New Finds on Inca Child Sacrifice Revealed: Victims Were Drugged Before Death
A latest study has shed new lights on Capacocha, the ritual of human sacrifice as a part of Inca Empire of South America in the pre-Columbian era.
The study, published in the 29 July edition of the Proceedings of the National Academy of Sciences (PNAS), reveals that children were drugged and given alcohol in weeks leading up to their deaths by sacrifice.
Scientists examined samples obtained directly from the scalp hair of three mummies, a 13-year-old girl and a girl and boy aged 4 to 5 years, found near the Andean summit of Volcán Llullaillaco in Argentina in 1999. The girl and the two children were left on the mountain top to die of cold as offerings to God.
The analysis showed that the elder child consumed more drug than the younger ones and the ingestion of coca and alcohol escalated in the lead-up to death, according to scientists.
"These data, combined with archaeological and radiological evidence, deepen our understanding of the circumstances and context of final placement on the mountain top. We argue that the individuals were treated differently according to their age, status, and ritual role," noted researchers from UK, US, Argentina, Denmark and National Geographic Society, who jointly did the study.
Child Sacrifices in Pre-Inca Times
Instances of human sacrifice are found in the pre-Inca times as well.
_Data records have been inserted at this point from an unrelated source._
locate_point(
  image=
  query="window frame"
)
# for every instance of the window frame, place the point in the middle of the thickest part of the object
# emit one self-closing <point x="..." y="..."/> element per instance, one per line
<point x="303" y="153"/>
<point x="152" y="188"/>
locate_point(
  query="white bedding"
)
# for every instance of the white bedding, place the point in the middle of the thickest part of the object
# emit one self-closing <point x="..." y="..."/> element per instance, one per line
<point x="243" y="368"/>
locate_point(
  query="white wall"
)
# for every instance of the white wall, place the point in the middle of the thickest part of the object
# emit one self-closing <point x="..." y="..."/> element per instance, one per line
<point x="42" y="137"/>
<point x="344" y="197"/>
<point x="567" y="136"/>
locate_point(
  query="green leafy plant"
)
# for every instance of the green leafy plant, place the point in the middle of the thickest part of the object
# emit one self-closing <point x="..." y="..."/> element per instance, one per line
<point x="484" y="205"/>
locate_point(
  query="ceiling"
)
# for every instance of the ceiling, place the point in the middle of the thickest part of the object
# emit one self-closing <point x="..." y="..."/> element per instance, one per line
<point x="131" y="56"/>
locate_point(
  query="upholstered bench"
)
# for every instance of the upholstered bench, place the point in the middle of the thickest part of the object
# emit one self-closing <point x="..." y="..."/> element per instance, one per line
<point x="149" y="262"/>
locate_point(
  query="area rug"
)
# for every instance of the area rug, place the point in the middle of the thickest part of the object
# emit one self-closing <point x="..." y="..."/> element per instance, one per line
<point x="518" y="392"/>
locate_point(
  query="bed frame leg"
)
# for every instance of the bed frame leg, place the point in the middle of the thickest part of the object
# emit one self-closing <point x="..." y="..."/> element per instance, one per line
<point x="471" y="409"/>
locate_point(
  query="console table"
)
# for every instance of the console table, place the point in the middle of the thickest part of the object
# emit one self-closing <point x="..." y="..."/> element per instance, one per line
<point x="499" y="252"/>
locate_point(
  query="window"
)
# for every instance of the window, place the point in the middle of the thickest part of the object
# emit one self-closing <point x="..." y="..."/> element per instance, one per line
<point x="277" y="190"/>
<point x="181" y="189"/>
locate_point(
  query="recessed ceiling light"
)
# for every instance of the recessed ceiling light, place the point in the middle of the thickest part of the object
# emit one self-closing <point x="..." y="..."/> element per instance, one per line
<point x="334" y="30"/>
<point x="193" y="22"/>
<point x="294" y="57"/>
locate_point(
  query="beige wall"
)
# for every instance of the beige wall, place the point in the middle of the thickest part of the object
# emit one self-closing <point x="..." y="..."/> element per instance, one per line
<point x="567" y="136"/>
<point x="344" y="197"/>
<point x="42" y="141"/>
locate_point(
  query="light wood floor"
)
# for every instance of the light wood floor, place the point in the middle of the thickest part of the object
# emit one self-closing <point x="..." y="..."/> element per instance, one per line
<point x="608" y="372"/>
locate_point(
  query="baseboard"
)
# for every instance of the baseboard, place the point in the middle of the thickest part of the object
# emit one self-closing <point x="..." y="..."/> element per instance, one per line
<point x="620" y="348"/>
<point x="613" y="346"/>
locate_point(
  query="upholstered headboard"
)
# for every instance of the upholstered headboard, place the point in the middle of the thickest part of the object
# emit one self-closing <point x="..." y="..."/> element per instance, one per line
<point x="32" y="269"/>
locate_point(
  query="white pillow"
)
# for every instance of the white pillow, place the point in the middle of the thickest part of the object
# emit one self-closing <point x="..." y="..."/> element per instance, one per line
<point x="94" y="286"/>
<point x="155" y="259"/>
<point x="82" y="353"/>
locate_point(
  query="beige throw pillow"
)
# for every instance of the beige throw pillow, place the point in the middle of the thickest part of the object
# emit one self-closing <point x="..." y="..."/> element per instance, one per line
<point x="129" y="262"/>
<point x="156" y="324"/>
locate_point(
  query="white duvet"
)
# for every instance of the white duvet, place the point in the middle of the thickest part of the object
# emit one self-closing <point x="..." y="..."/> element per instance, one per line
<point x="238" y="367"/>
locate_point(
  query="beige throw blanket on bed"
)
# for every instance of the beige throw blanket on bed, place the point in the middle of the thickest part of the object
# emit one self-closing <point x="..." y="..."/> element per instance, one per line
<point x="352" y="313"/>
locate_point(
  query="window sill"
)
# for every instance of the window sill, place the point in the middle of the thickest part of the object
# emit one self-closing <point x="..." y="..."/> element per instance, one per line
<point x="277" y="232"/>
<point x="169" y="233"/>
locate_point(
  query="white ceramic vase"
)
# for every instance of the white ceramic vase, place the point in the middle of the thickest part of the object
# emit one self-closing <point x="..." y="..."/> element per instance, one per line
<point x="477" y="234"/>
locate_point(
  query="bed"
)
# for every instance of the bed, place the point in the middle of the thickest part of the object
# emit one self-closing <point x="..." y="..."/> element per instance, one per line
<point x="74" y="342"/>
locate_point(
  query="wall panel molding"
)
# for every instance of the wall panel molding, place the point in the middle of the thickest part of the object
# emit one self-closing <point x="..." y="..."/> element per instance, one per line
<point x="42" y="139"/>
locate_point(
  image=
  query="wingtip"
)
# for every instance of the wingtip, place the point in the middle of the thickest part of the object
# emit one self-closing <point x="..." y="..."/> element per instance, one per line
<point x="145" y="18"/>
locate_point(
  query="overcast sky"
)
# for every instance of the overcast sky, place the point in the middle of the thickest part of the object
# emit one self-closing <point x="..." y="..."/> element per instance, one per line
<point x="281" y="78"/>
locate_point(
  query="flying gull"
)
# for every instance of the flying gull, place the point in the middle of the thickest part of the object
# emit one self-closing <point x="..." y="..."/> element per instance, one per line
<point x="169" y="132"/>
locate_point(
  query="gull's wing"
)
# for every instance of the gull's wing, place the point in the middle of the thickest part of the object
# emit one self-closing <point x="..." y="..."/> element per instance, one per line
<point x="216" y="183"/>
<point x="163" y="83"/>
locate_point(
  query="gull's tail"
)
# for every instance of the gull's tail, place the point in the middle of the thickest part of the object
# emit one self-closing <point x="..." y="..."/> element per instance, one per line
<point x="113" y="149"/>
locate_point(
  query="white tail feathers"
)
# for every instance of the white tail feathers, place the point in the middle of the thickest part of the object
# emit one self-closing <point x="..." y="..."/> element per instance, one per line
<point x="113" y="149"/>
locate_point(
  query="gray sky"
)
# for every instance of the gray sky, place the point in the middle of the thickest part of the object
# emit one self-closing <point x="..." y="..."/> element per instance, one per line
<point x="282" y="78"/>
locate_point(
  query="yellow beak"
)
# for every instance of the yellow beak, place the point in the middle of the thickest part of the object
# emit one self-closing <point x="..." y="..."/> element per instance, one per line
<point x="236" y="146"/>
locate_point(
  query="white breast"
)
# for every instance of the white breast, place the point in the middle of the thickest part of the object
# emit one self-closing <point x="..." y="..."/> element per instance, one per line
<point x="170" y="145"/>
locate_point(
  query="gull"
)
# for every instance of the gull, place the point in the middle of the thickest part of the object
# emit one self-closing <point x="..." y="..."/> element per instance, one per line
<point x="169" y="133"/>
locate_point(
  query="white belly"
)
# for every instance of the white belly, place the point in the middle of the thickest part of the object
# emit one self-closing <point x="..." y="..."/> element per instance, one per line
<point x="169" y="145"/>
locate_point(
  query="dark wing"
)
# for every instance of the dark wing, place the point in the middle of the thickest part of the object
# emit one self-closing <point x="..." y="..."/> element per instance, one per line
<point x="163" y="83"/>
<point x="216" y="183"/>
In November 2011, a mass burial of 200 people including 44 children, who were sacrificed in the fourteenth century, was discovered at Sillustani archaeological site in Peru.
In September the same year, remains of 42 children, sacrificed in thirteenth century as a religious ritual of the pre-Inca Chimu culture, were excavated in the Peruvian fishing town of Huanchaquito, Trujillo. The culture's followers, called Chimor, worshipped the Moon and followed a practice of sacrificing their own children for the fertility of the ocean and the land.
In yet another archaeological discovery in 1977, about 200 skeletal remains belonging to the Chimu culture were unearthed on a Peruvian beach.